Creating great VR tours begins at the property during initial image capture. Below are a few tips to follow while on-site so you come back with perfect, ready-to-go 360s:
- All camera locations should have a direct line-of-sight connection to any other camera location which will be linked to in the actual tour. Please see the diagram below for a visual representation of this rule. The reason this is important is because the software creates a map of the property based on the interconnections of the scenes. With this data, the software is then able to correctly orientate the viewer as they move from scene-to-scene throughout the property. A viewer who experiences consistently correct orientation will be able to develop a clear understanding of every property's floor plan.
- Open any doors which a viewer will be immediately passing through to move to a new scene. For example, an image taken on a front porch should have the front door left open because in the actual VR tour the viewer will be passing from the porch, through the front door, and into the foyer. This compares to an image taken from a front yard which also has the front door in view. In this case the door should remain closed because the viewer in the VR tour will not have the option to bypass the porch and move straight from the front yard and into the foyer.
- Use HDR (or WDR on some cameras) as required. High Dynamic Range can help manage conditions where there is significant contrast between a darker interior and a brighter exterior. Notice how the outside is much more clearly visible in the HDR photo on the right:
- Try making connections in VR which you cannot make in real life. For example, allow viewers to link down to a backyard patio from an upper balcony. Or try allowing viewers to connect to another scene through a glass window.

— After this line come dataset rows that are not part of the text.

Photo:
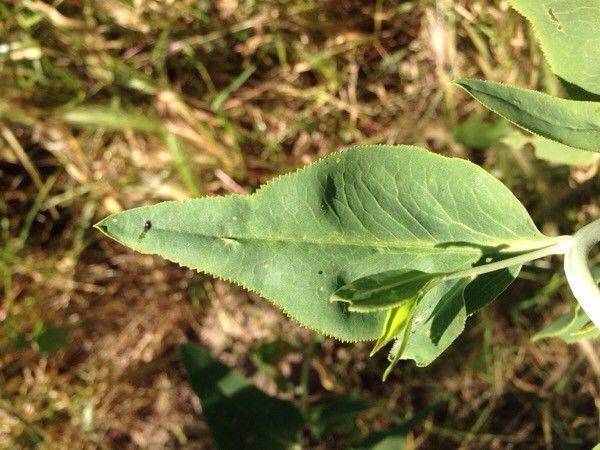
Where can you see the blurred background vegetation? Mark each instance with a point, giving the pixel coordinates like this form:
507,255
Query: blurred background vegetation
112,104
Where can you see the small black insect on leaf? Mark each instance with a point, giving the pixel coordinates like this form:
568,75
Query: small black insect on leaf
147,226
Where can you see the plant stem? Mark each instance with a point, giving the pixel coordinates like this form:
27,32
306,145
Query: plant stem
578,272
560,247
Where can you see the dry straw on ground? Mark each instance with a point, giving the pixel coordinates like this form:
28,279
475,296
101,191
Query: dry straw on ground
108,105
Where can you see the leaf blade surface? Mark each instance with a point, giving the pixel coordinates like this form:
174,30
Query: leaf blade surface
570,122
355,213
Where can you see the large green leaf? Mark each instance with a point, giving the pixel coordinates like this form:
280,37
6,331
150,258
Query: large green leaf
356,213
238,414
570,122
385,290
568,32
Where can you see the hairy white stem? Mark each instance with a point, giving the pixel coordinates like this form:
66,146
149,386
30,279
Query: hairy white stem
578,273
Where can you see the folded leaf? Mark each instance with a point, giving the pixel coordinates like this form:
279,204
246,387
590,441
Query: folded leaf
238,414
395,322
363,211
568,33
439,318
570,122
385,290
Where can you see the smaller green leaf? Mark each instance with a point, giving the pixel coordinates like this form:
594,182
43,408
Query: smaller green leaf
395,322
570,122
386,289
238,414
476,133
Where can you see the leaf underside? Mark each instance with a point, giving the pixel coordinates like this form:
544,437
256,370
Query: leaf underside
568,33
573,123
355,213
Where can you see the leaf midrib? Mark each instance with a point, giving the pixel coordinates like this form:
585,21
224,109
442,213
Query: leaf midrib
595,128
423,245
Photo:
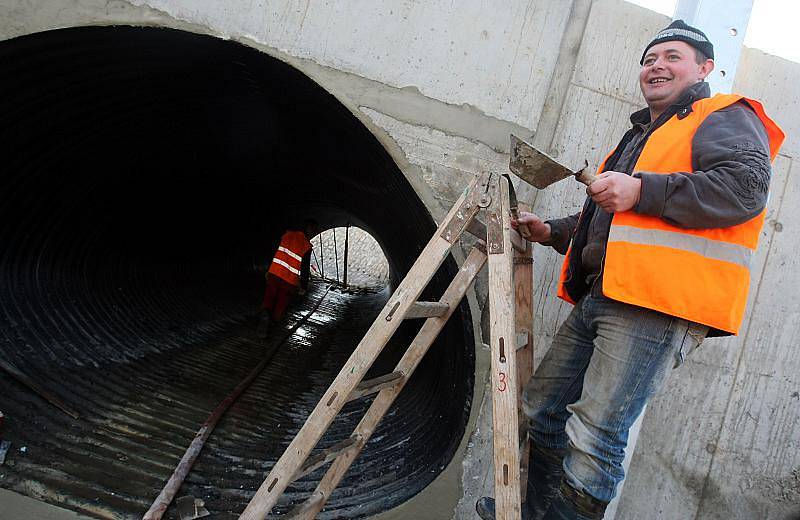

- Keep the tripod/monopod footprint as small as is possible. Please note though that the footprint does not need to be "photoshopped" out. The software automatically applies a small cover to the nadir of each photo which hides the tripod/monopod.
- Adjust your tripod/monopod so that the center of the camera is approximately 64 inches (~162cm) off of the ground.
- Prep the home before beginning the shoot by turning on all lights, opening all blinds, and lowering all toilet seats.
- Avoid as best as is possible being reflected in mirrors.
- Try to not place your camera within 3 feet (~1m) of ledges. Some people who have a fear of heights can feel discomfort if they find themselves too close to a balcony's edge or the top of a stairway.